Обещание — страница 31 из 46

На восточной окраине домá далеко отстоят от шоссе, это крохотные огоньки среди темных волнистых кукурузных полей, где растения шуршат на ветру, потирая загрубевшие ладони. Он поворачивает на юг, к новым жилым массивам, к этим разрастающимся лунным колониям пока еще на стадии строительства, к пригородам-спутникам для голодного среднего класса, уже обнесенным заборами, хотя дороги и дома построены только наполовину. Еще одна гряда холмов ведет его обратно, в более обжитые места, где цемент давно высох и лужайки четко подстрижены, где иные дома огромны, как отели или как океанские лайнеры, плывущие мимо него в сиянии огней. Все укреплено по полной программе, заборы, массивные ворота, и кое-кто из частных охранников, бездельничающих снаружи, работает под началом у Джейка, он видит это по униформе.

Дальше сквозь филигрань полуоблетевших деревьев к Фонтанному кольцу, где ты делаешь круг, другой, третий, а потом вдруг решаешься и едешь туда, куда тебя тянуло весь вечер, как стрелку компаса. Вся эта беспорядочная езда была прелюдией, спиралью, сужающейся к определенному месту, где все началось, не далее как сегодня утром, хотя то посещение, кажется, лежит по другую сторону глубокой темной впадины.
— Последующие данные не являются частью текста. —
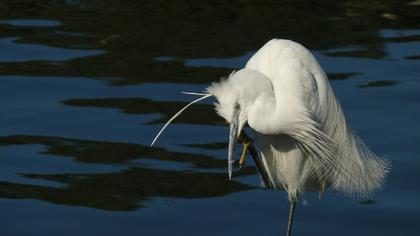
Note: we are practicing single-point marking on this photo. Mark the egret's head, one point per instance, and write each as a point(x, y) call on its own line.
point(235, 95)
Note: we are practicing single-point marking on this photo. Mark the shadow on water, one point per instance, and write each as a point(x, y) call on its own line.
point(126, 189)
point(165, 47)
point(198, 114)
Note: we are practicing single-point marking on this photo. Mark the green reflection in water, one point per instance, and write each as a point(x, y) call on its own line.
point(380, 83)
point(135, 33)
point(110, 152)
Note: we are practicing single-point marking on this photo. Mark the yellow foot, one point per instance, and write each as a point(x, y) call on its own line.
point(243, 155)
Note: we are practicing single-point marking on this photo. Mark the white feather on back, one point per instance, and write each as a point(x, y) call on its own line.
point(354, 169)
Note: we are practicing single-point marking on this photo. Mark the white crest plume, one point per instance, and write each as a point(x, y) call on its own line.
point(203, 96)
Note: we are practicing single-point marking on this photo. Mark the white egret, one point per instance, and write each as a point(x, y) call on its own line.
point(304, 142)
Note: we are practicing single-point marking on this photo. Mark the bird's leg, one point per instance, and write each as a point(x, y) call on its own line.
point(245, 144)
point(291, 214)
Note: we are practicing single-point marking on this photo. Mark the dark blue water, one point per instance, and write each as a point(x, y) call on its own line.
point(85, 86)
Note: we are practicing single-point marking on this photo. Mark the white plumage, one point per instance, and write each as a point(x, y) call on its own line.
point(300, 130)
point(303, 139)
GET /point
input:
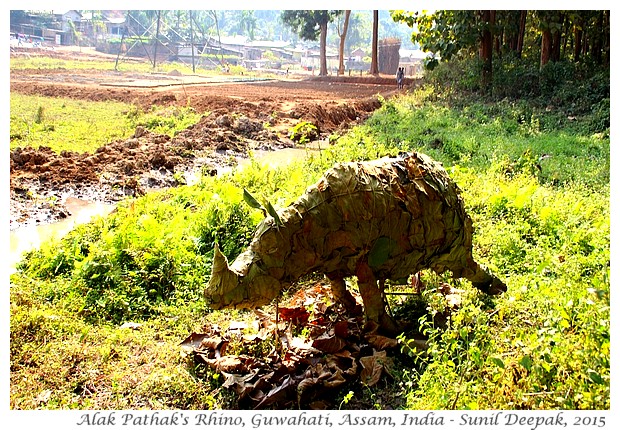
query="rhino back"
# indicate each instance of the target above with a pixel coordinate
(401, 214)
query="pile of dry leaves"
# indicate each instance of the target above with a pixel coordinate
(303, 351)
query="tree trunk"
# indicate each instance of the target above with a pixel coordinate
(557, 40)
(577, 35)
(486, 50)
(521, 36)
(343, 36)
(156, 39)
(545, 47)
(597, 44)
(374, 63)
(323, 71)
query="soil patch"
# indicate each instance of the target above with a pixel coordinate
(237, 117)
Он паркуется на открытом месте у самой церкви. Нескромное здание, подсвеченное снизу, чтобы чувствовали, в какую бесконечную высоту, к самим Небесам, оно тянется. Тут тихо, ничто не шелохнется, если не считать бездомного, который ворочается на своей картонке под дверью. Джейк вылезает из машины и тяжело шагает вдоль боковой стены церкви к дому священника. Лампочке цвета сердца, которая оптимистически горит над входной дверью, слегка не хватает напряжения из-за искрящего поблизости мелкими голубыми вспышками электрического забора с запертой калиткой. Невезучий геккон закоротил цепь и поджаривается? Может быть, Бога не волнует судьба ящериц.
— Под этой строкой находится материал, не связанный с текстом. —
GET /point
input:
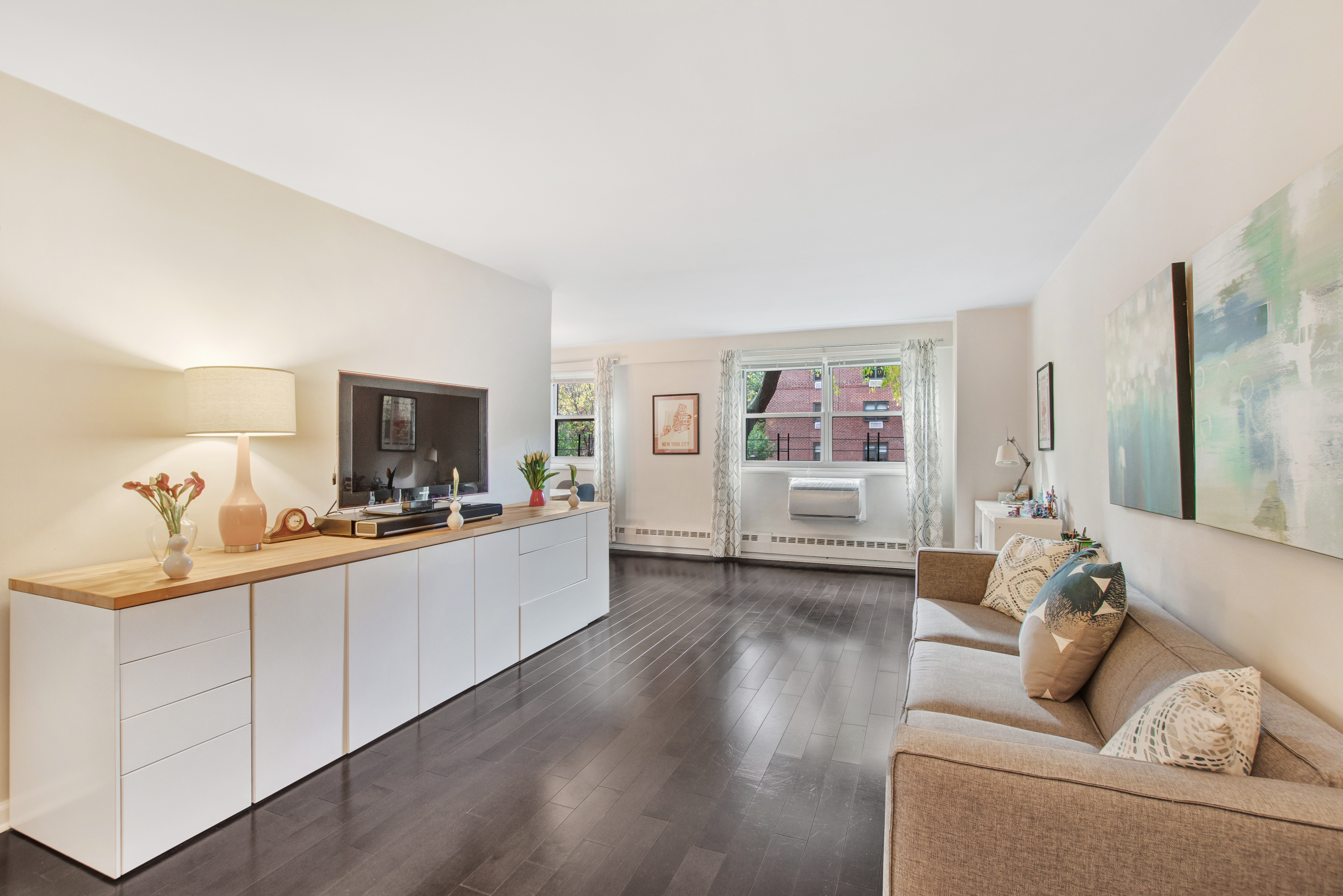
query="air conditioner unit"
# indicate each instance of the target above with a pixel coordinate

Нажимает кнопку переговорного устройства. Ждет с минуту, потом опять. И опять.

Сонный отец Бэтти с трудом ворочает языком. Кто там?

Это я, отче.

Кто?

Джейк Норроу, отче. Простите, что беспокою вас.

Сейчас час ночи, Джейк.

Я знаю, прошу у вас извинения, но мне надо с вами поговорить.

Отец Бэтти, разбуженный посреди приятного сновидения с участием большегрудых женщин, не рад этому полуночнику, взывающему к его сочувствию, но впускает Джейка, худо-бедно состроив заботливую мину. Пойдемте в гостиную. Джейк следует за ним в просторную комнату с пианино, искусственными цветами и разными мелкими украшениями, которые пусть лучше останутся неописанными. Не то что разглядывать предметы обстановки, даже называть их нет сил.

Простите, говорит он еще раз. Я знаю, что сейчас очень поздно.

Садитесь.

Оба усаживаются, Джейк на диван, а священник в кресло поблизости. Отец Бэтти завернулся в халат, расписанный вручную в технике батика, это подарок от прихожанина, побывавшего на Дальнем Востоке, но из-под халата видна тигровой расцветки пижама, не говоря уже о костлявых, оплетенных голубыми венами голенях поверх пушистых шлепанцев. Джейк никогда больше не повстречает его в таком виде, причем это к ним обоим относится.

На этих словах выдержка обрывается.